To be clear, we're not saying it's okay to get stoned and drive. Both marijuana and alcohol can be dangerous when driving. The point is that recent studies suggest driving stoned might be safer than driving drunk, but it's still essential to avoid any form of impaired driving. Always prioritize safety on the road.
Remember those college days when you or your friends would go out to bars, have a great time drinking, but the next day, you'd be unsure if you did anything silly or embarrassing? That's what we call an alcohol blackout, and it can be a scary and dangerous experience.
Research from Harvard CAS (College Alcohol Study) shows that college students who frequently binge drink (three or more times in a 2-week period) are at high risk of negative alcohol-related consequences. They are twice as likely to have alcohol-induced memory losses compared to those who binge drink only once or twice in a 2-week period. So, drinking heavily multiple times within a short time can lead to those blackout moments that you might not remember later. It's essential to be cautious about how much alcohol you consume to avoid these risky situations.
This is really eye-opening. A new study surveyed 772 college students through email to understand their experiences with blackouts. Blackouts are times when people drink so much that they can't remember what happened later. The study found that about 50% of students who reported drinking alcohol had experienced a blackout at some point in their lives. In the year before the survey, 40% had one blackout, and 10% had a blackout just two weeks before the survey.
What's concerning is that many students said they found out later that they had done risky things during their blackout. Some of them vandalized property, drove a car, had sex, or engaged in other dangerous behaviors without even remembering it. This shows how serious blackouts can be and why it's essential to be responsible when it comes to alcohol to avoid such situations.
Let's discuss marijuana and its effects on the brain. According to a study in The New England Journal of Medicine, our brains continue to develop actively until around the age of 21. During these growing years, the brain is more sensitive to the long-term effects of THC, which is the main active ingredient in marijuana. So, it's important to be cautious about using marijuana during this critical period of brain development.
Let's look at how marijuana can affect the brain, especially during adolescence. Adults who used marijuana regularly during their teenage years might have "fewer fibers" in certain brain areas compared to those who didn't use it. This decrease in fibers could lead to a significant decline in IQ. However, research shows that the frequency and severity of marijuana use, especially when starting at a younger age, play a significant role in these effects.
The good news is that many of these cognitive effects can improve with longer-term abstinence from marijuana. Similar conclusions were reached by The American Medical Association in their study. So, it's crucial to be aware of the potential impact of marijuana on the developing brain, especially during adolescence.

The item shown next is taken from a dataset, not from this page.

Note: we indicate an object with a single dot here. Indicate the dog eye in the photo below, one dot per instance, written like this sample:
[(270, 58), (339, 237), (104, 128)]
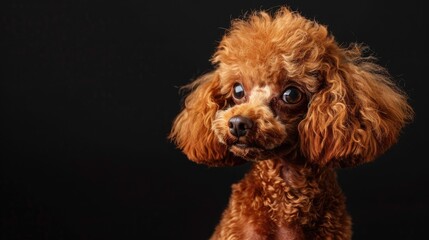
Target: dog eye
[(238, 91), (292, 95)]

So, which is less dangerous, marijuana or alcohol? To be honest, there's not enough definite proof to say that cannabis is entirely safe for long-term human use. However, many studies show that alcohol can be very dangerous if not consumed responsibly. When it comes to marijuana, current research hasn't found anything that clearly says it's unsafe. So, we can't say a definite yes, but we can't say it's not safe either.
Considering the dangers of alcohol abuse, like dependence, overconsumption leading to regrettable situations, and its effects on the body, it seems that marijuana is, in fact, safer than alcohol. Many people who have tried both would probably agree with that statement. While being high, people might do things like eating too much, but it's less likely to lead to harmful consequences compared to excessive alcohol use.
As our country legalizes marijuana more, there will be more and better studies conducted to understand its effects. For now, the key is to consume anything responsibly and safely, whatever you choose.